New Delhi: If you invest wisely, your money can increase and provide you with good returns. Fixed deposits are one of the most profitable solutions that spring to mind, and they are popular due to their low risk factor. There are other more schemes that offer a high rate of return with solid and guaranteed returns. Post Office Saving Schemes are one such possibility.
Post Office Saving Schemes are higher-yielding investment tools than fixed deposits. While fixed deposits are secured by banks, the interest rate and tax benefits are not as great as Post Office Saving Schemes.

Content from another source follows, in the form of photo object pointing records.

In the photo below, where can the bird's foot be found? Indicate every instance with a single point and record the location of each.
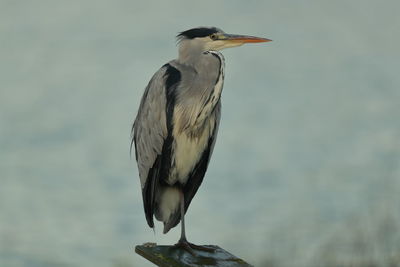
(189, 247)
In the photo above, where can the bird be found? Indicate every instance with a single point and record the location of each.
(176, 126)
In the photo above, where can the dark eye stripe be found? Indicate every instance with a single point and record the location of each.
(197, 32)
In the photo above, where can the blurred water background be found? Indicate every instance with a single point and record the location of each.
(306, 167)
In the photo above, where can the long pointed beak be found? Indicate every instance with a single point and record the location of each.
(245, 38)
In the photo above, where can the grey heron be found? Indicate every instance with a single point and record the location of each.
(177, 123)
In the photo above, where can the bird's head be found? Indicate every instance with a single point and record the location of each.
(212, 38)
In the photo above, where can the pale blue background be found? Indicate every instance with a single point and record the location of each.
(306, 167)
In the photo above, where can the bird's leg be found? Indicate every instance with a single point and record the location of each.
(183, 241)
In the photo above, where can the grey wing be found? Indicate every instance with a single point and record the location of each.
(152, 134)
(148, 134)
(150, 127)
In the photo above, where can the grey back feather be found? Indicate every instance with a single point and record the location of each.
(150, 128)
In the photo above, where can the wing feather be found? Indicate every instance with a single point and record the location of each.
(152, 134)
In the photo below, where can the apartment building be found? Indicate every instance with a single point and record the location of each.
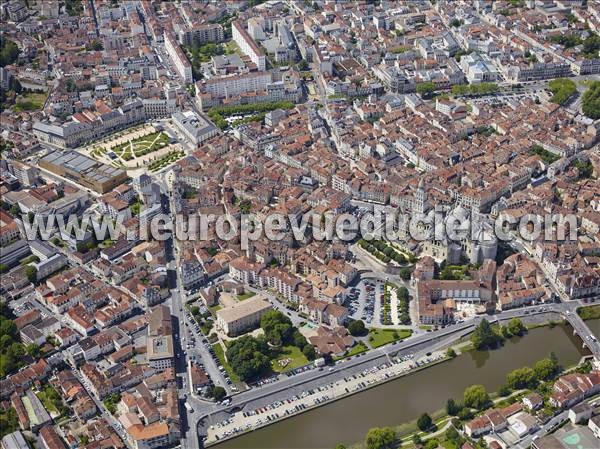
(243, 316)
(180, 61)
(201, 34)
(159, 347)
(227, 86)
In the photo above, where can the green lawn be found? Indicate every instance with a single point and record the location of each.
(288, 352)
(358, 348)
(245, 295)
(380, 337)
(30, 101)
(221, 356)
(48, 404)
(142, 145)
(213, 309)
(589, 312)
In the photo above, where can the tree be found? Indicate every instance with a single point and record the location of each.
(217, 393)
(15, 210)
(516, 327)
(94, 46)
(484, 337)
(32, 350)
(590, 104)
(31, 273)
(277, 327)
(405, 274)
(547, 369)
(521, 378)
(9, 52)
(562, 89)
(247, 357)
(426, 89)
(303, 65)
(504, 390)
(309, 352)
(298, 339)
(452, 407)
(477, 397)
(380, 438)
(432, 443)
(424, 422)
(356, 328)
(453, 435)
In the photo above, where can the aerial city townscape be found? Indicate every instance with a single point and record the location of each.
(294, 224)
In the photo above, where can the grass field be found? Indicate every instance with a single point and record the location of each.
(380, 337)
(221, 356)
(213, 309)
(245, 295)
(589, 312)
(142, 146)
(166, 160)
(30, 101)
(358, 348)
(295, 356)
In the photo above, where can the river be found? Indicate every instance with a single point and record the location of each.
(404, 399)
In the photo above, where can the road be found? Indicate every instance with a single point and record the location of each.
(110, 419)
(289, 386)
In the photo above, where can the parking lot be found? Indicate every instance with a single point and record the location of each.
(361, 300)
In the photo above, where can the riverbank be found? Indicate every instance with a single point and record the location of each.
(403, 399)
(335, 391)
(589, 312)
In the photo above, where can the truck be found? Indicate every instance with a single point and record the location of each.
(319, 362)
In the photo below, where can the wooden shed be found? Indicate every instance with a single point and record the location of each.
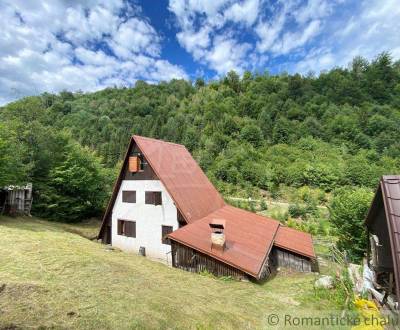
(16, 200)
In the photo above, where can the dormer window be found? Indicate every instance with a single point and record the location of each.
(136, 162)
(153, 197)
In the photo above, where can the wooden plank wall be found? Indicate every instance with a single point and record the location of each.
(287, 259)
(193, 261)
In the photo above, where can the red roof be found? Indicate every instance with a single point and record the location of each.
(387, 196)
(193, 193)
(249, 238)
(295, 241)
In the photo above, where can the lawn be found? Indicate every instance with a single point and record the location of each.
(51, 276)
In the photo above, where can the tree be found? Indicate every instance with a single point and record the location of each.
(252, 134)
(13, 161)
(77, 188)
(347, 212)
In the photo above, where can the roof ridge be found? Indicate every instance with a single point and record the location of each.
(157, 140)
(256, 214)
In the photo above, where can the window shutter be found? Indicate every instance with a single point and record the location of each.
(130, 228)
(129, 196)
(119, 227)
(165, 230)
(134, 164)
(157, 198)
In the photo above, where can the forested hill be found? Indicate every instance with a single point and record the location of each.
(259, 130)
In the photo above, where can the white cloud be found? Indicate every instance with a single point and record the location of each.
(246, 12)
(81, 45)
(227, 54)
(208, 44)
(293, 40)
(369, 32)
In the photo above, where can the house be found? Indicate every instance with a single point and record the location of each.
(164, 206)
(16, 200)
(383, 227)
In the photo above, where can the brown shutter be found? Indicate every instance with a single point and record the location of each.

The government backs the post office programmes, which provide interest rates ranging from 5.5 percent to 7.6 percent. Aside from such appealing interest rates, the Post Office Saving Schemes also minimises tax liability.

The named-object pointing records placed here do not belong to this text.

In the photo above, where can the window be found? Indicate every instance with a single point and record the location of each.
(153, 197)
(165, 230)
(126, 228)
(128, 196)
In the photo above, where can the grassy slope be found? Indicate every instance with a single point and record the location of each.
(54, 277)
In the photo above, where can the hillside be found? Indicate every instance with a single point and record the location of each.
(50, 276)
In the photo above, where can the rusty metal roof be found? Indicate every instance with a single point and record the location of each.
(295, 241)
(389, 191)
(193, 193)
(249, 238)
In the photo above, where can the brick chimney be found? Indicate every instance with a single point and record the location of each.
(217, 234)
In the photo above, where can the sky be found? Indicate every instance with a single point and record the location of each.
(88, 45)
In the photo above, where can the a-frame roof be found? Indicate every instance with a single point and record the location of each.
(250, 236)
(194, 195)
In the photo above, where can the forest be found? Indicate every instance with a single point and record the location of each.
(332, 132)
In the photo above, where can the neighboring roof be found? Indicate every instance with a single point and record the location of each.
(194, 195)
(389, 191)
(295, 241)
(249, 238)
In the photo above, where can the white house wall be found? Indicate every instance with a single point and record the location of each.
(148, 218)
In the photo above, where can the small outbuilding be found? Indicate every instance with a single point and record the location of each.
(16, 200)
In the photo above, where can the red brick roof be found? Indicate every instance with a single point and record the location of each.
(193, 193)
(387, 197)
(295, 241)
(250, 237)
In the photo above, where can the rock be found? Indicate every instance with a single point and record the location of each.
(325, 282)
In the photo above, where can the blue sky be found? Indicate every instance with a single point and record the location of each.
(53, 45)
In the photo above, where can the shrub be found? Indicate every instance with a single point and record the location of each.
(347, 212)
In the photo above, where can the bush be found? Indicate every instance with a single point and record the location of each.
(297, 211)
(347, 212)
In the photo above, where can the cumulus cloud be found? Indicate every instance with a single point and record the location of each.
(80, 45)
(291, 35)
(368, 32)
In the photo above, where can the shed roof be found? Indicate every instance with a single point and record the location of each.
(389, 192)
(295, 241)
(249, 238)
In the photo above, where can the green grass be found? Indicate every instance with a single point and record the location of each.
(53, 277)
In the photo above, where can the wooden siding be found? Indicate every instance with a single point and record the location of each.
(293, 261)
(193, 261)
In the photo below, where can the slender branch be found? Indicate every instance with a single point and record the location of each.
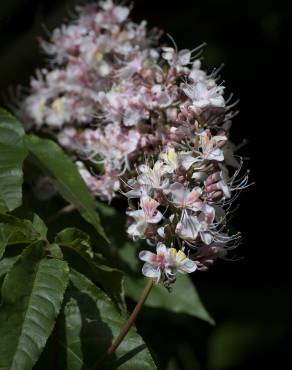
(64, 211)
(115, 344)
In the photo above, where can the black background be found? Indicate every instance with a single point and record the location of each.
(253, 40)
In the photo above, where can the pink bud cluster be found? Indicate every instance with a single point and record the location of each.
(120, 103)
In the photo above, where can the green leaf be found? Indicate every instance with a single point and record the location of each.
(32, 295)
(6, 264)
(16, 231)
(110, 278)
(12, 154)
(183, 298)
(66, 178)
(91, 322)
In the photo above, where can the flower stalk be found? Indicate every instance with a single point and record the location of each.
(129, 323)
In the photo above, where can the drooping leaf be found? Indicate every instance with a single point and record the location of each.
(16, 231)
(32, 295)
(12, 154)
(110, 278)
(183, 298)
(91, 322)
(65, 178)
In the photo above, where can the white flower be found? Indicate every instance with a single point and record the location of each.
(148, 214)
(210, 147)
(174, 160)
(166, 263)
(184, 198)
(153, 177)
(201, 96)
(206, 219)
(188, 227)
(180, 263)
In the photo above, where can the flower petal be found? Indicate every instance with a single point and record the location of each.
(187, 266)
(151, 271)
(147, 256)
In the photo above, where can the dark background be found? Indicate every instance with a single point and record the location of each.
(249, 298)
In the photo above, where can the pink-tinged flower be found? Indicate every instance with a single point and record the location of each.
(203, 96)
(165, 264)
(180, 262)
(153, 177)
(184, 198)
(210, 146)
(206, 219)
(148, 214)
(188, 227)
(173, 160)
(218, 182)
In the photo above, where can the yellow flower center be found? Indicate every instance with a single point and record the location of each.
(98, 56)
(58, 105)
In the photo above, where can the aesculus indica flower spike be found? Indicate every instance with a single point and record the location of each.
(165, 264)
(143, 119)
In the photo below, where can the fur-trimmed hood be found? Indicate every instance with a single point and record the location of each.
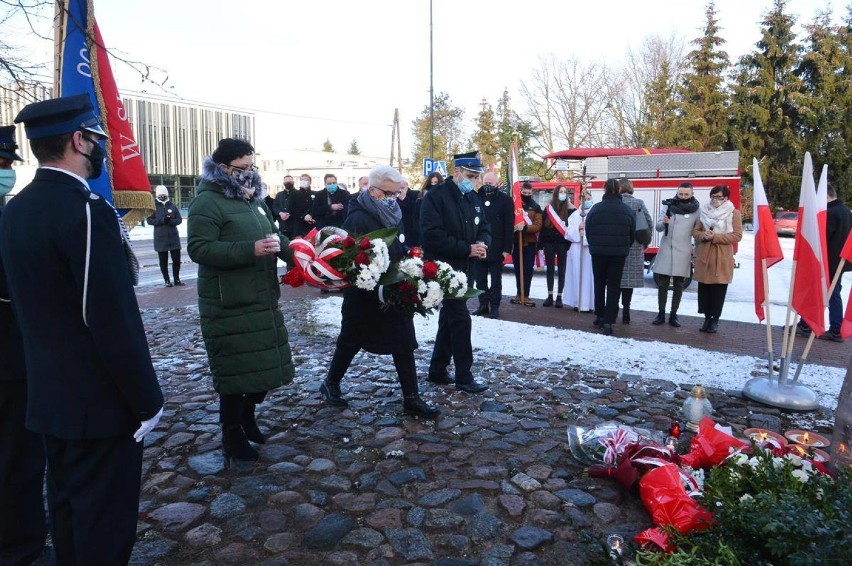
(211, 173)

If you’re interested in these, we’ve compiled a list of the three finest post office schemes to assure a profitable investment.

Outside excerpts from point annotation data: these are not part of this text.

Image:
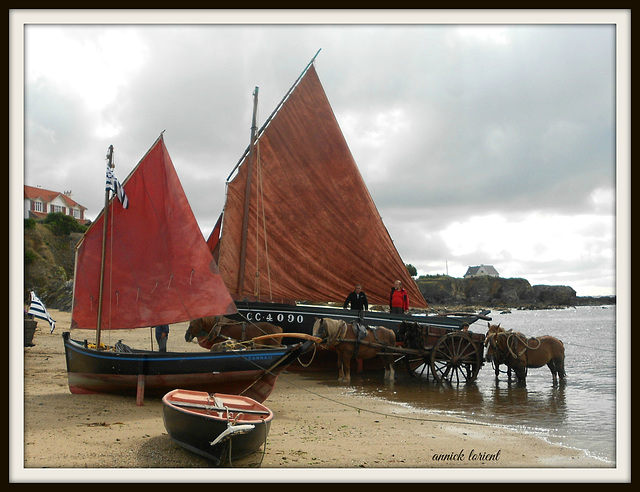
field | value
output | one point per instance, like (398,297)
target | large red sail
(323,231)
(158,268)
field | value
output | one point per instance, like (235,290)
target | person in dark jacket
(357,300)
(162,336)
(398,299)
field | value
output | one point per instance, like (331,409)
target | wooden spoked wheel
(417,365)
(455,359)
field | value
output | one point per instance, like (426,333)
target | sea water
(578,413)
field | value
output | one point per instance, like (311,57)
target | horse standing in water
(491,354)
(519,353)
(215,329)
(356,341)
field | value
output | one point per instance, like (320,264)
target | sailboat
(148,264)
(299,228)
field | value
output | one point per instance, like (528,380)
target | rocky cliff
(496,292)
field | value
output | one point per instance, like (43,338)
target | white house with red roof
(38,203)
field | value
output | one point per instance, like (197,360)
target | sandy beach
(320,429)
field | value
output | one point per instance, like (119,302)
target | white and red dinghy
(220,427)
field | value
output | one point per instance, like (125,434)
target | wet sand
(320,433)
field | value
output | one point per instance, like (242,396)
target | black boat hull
(301,318)
(233,372)
(196,432)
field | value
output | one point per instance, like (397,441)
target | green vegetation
(63,225)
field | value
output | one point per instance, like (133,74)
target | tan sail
(313,230)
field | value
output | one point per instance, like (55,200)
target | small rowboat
(220,427)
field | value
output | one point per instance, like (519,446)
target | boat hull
(301,318)
(196,429)
(125,373)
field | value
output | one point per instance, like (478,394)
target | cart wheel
(455,359)
(417,366)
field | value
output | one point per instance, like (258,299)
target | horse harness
(360,332)
(511,342)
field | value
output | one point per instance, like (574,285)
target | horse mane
(335,329)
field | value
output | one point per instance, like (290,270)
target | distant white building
(38,203)
(481,271)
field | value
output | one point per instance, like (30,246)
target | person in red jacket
(398,299)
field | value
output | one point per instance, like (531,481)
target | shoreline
(318,426)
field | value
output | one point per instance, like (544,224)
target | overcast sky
(480,144)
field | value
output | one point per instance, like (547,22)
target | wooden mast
(247,196)
(104,248)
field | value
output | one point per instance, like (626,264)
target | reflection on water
(579,412)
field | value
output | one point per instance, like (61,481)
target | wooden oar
(217,409)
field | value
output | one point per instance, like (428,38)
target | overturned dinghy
(222,428)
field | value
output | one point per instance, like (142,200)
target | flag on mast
(39,311)
(114,185)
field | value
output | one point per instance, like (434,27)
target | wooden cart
(448,355)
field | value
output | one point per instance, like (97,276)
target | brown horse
(491,356)
(356,341)
(519,352)
(215,329)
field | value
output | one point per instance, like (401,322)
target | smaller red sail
(158,268)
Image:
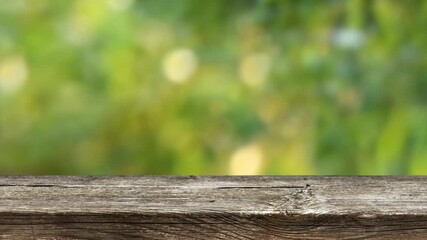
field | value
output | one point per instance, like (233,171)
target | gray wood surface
(191,207)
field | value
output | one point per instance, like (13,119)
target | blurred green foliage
(213,87)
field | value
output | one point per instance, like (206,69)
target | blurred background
(134,87)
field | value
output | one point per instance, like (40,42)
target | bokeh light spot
(247,160)
(13,74)
(179,65)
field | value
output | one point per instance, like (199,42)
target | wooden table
(189,207)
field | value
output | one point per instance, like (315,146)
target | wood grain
(168,207)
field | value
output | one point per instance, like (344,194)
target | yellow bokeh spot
(247,160)
(13,74)
(179,65)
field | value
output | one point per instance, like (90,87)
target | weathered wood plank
(213,207)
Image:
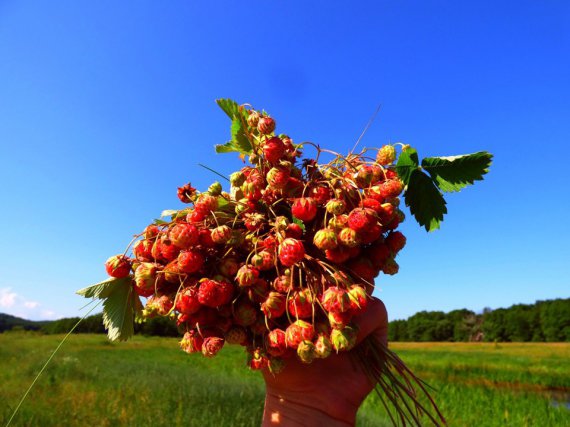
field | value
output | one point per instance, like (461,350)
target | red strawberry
(278,177)
(146,279)
(258,360)
(273,149)
(143,250)
(266,125)
(297,332)
(321,194)
(338,255)
(191,342)
(187,301)
(335,300)
(118,266)
(221,234)
(344,339)
(362,219)
(304,208)
(291,251)
(325,239)
(263,260)
(190,261)
(300,304)
(183,235)
(247,275)
(391,188)
(275,342)
(212,345)
(186,193)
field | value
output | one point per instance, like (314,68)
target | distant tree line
(543,321)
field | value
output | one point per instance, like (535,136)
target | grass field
(149,382)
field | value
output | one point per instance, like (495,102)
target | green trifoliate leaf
(407,163)
(103,289)
(240,142)
(230,107)
(454,173)
(168,212)
(119,311)
(425,201)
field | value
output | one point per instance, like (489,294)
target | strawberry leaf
(407,163)
(230,107)
(103,289)
(457,172)
(425,201)
(119,311)
(240,142)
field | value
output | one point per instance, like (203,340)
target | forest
(543,321)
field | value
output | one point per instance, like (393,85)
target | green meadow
(150,382)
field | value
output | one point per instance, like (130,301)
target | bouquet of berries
(282,261)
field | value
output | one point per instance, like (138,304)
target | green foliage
(542,321)
(454,173)
(119,308)
(240,142)
(423,192)
(425,201)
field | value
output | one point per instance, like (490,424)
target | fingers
(373,321)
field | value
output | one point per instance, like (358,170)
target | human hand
(328,392)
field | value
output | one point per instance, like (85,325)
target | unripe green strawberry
(349,237)
(323,346)
(187,193)
(221,234)
(146,278)
(215,189)
(335,300)
(118,266)
(297,332)
(344,339)
(274,306)
(275,342)
(339,320)
(266,125)
(338,222)
(237,179)
(183,235)
(191,342)
(358,299)
(253,118)
(386,155)
(258,359)
(306,351)
(300,304)
(291,251)
(336,206)
(263,260)
(247,275)
(212,345)
(325,239)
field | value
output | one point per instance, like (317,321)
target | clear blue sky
(106,107)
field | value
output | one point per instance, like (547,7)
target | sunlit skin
(328,392)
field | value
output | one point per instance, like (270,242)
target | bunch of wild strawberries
(282,263)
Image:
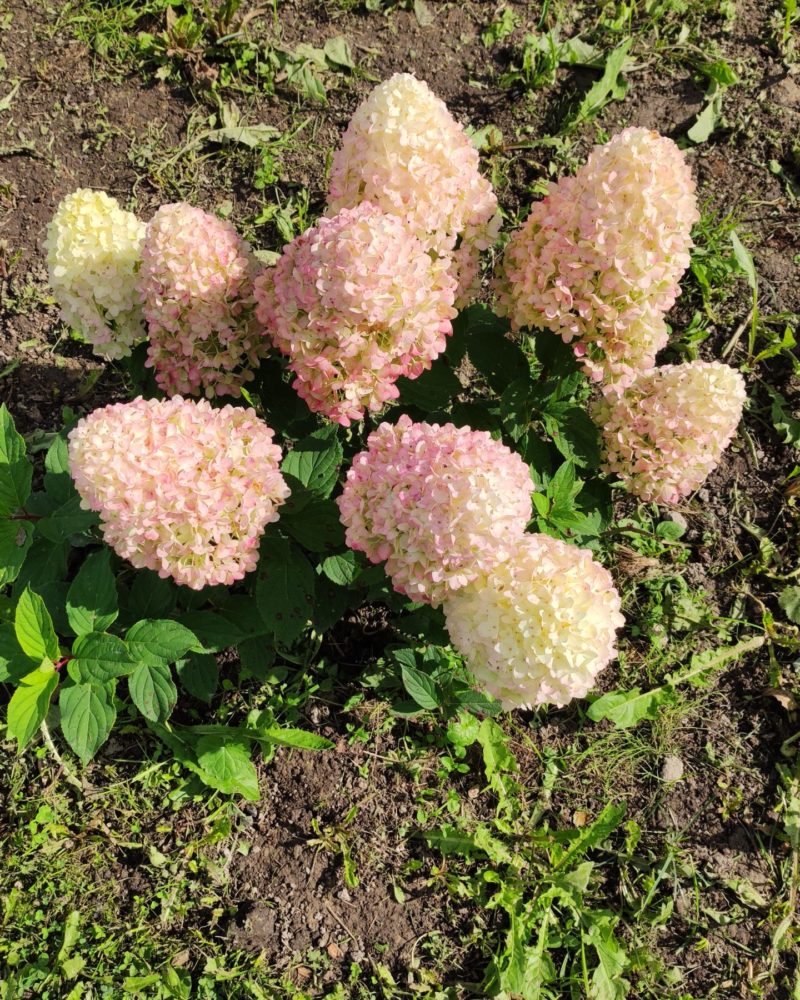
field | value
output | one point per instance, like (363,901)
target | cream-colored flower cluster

Sukanya Samriddhi Yojana (SSY)
The scheme, as the name implies, is intended for a girl kid and can be opened for a girl under the age of ten. It can provide returns at a 7.6 percent interest rate. The Sukanya Samriddhi Yojana programme can be opened with as little as Rs 250 and has a maximum deposit of Rs 1.5 lakh. The interest earned under the Sukanya Samriddhi Yojana programme is tax-free, hence account holders under the SSY scheme can benefit from tax breaks under Section 80C of the Income Tax Act.
Senior Citizen Savings Scheme (SCSS)
This account guarantees earnings with an annual interest rate of 7.4 percent and can be created by anyone over the age of 60. Deposits in the account must be made in multiples of Rs 1,000, and the maximum deposit a person can make is Rs 15 lakh.
Public Provident Fund (PPF)
The Public Provident Fund now offers an interest rate of 7.1% per annum with a minimum deposit of Rs 500 and a maximum deposit of Rs 1.5 lakh in one fiscal year. The account maturity time for the PPF programme is 15 years, omitting the year of account opening.